I grabbed his hands and pulled, grunting with the effort, dragging him over the lip of the grave. He struggled to his knees, breathing harshly. He bent his head and his hat came off, revealing a wide swath of pink skin on top. The sight of it gave me a sharp, unexpected pang. He's getting old, I thought. I won't always have him.
He looked up, searching for Laura. When his eyes found her they lit with emotions so private I was embarrassed to see them: longing, hope, a tinge of worry. "I'd better keep at it," I said, turning away and picking up the shovel. I half jumped, half slid down into the hole. It was deep enough now that I couldn't see out. Just as well.
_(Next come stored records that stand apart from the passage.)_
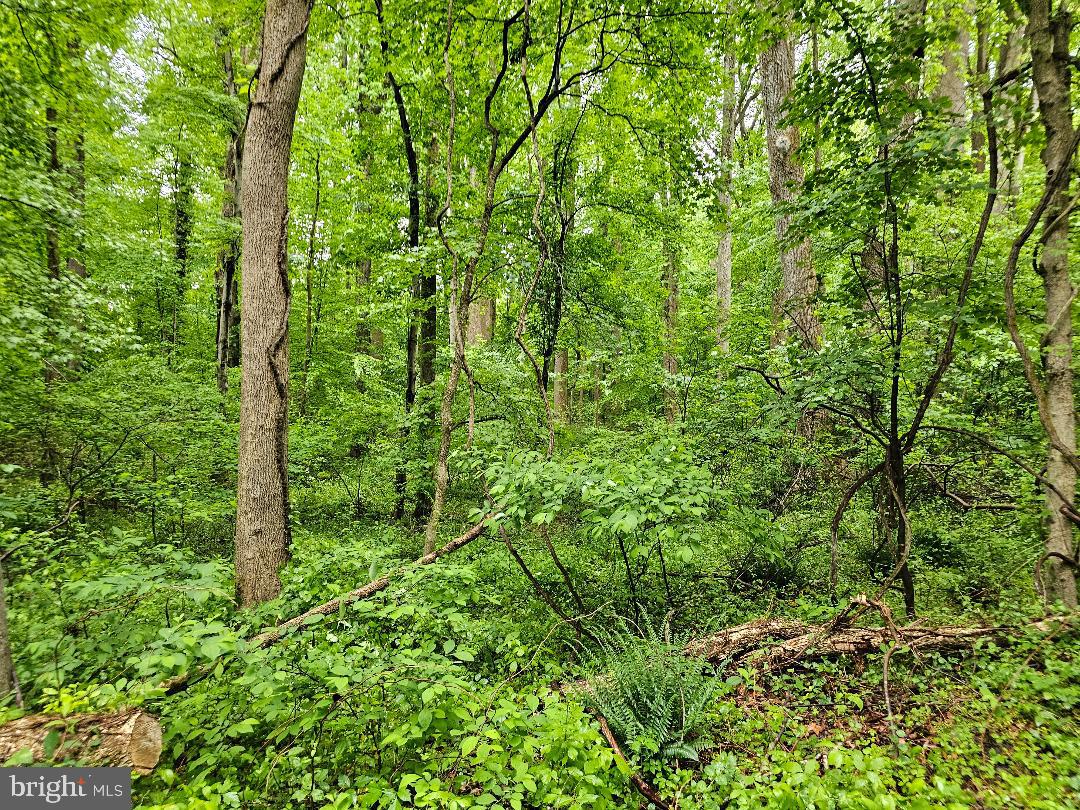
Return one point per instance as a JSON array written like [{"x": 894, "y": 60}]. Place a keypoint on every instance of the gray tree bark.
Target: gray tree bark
[
  {"x": 262, "y": 532},
  {"x": 798, "y": 283},
  {"x": 9, "y": 682},
  {"x": 562, "y": 385},
  {"x": 724, "y": 246},
  {"x": 1049, "y": 35},
  {"x": 229, "y": 256}
]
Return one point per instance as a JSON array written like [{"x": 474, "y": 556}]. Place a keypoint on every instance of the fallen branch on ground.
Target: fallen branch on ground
[
  {"x": 127, "y": 739},
  {"x": 635, "y": 779},
  {"x": 268, "y": 637},
  {"x": 770, "y": 644}
]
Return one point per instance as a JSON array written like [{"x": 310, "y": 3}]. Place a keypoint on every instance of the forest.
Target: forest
[{"x": 530, "y": 404}]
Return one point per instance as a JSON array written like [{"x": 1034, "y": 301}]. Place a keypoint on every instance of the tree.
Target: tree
[
  {"x": 1049, "y": 30},
  {"x": 262, "y": 508},
  {"x": 798, "y": 281}
]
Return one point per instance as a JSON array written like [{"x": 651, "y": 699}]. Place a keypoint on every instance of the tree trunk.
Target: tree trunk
[
  {"x": 262, "y": 530},
  {"x": 129, "y": 738},
  {"x": 671, "y": 323},
  {"x": 481, "y": 322},
  {"x": 309, "y": 279},
  {"x": 427, "y": 342},
  {"x": 953, "y": 86},
  {"x": 1049, "y": 35},
  {"x": 229, "y": 256},
  {"x": 562, "y": 385},
  {"x": 1016, "y": 99},
  {"x": 181, "y": 230},
  {"x": 798, "y": 282},
  {"x": 9, "y": 680},
  {"x": 725, "y": 199}
]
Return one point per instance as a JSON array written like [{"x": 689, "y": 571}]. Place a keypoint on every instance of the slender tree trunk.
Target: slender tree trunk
[
  {"x": 9, "y": 682},
  {"x": 562, "y": 385},
  {"x": 181, "y": 231},
  {"x": 309, "y": 278},
  {"x": 725, "y": 199},
  {"x": 459, "y": 312},
  {"x": 427, "y": 343},
  {"x": 979, "y": 81},
  {"x": 413, "y": 232},
  {"x": 671, "y": 323},
  {"x": 1049, "y": 35},
  {"x": 262, "y": 529},
  {"x": 954, "y": 82},
  {"x": 229, "y": 256},
  {"x": 1015, "y": 96},
  {"x": 481, "y": 322},
  {"x": 799, "y": 283}
]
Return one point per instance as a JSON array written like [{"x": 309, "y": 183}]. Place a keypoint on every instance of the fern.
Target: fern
[{"x": 653, "y": 698}]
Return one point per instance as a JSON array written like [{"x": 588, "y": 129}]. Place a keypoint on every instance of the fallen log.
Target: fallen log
[
  {"x": 268, "y": 637},
  {"x": 127, "y": 739},
  {"x": 769, "y": 644},
  {"x": 635, "y": 779}
]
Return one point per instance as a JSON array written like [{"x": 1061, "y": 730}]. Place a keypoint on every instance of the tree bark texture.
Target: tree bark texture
[
  {"x": 725, "y": 200},
  {"x": 1049, "y": 37},
  {"x": 229, "y": 256},
  {"x": 798, "y": 282},
  {"x": 481, "y": 322},
  {"x": 129, "y": 739},
  {"x": 562, "y": 385},
  {"x": 262, "y": 531}
]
"How's it coming?" I heard Laura say. As always, her voice coursed through me like cold, clear water. It was a voice that belonged rightfully to some ethereal creature, a siren or an angel, not to a middle-aged Mississippi farm-wife.
"We're almost finished," said Henry. "Another foot or so will see it done."
"I've brought food and water," she said.
"Water!" Henry let out a bitter laugh. "That's just what we need, is more water." I heard the scrape of the dipper against the pail and the sound of him swallowing, then Laura's head appeared over the side of the hole. She handed the dipper down to me.
"Here," she said, "have a drink."
I gulped it down, wishing it were whiskey instead. I'd run out three days ago, just before the bridge flooded, cutting us off from town. I reckoned the river had gone down enough by now that I could have gotten across -- if I hadn't been stuck in that damned hole.
I thanked her and handed the dipper back up to her, but Laura wasn't looking at me. Her eyes were fixed on the other side of the grave, where we'd laid the bones.
"Good Lord, are those human?" she said.
"It couldn't be helped," Henry said. "We were already four feet down when we found them."
I saw her lips twitch as her eyes took in the shackles and chains. She covered her mouth with her hand, then turned to Henry. "Make sure you move them so the children don't see," she said.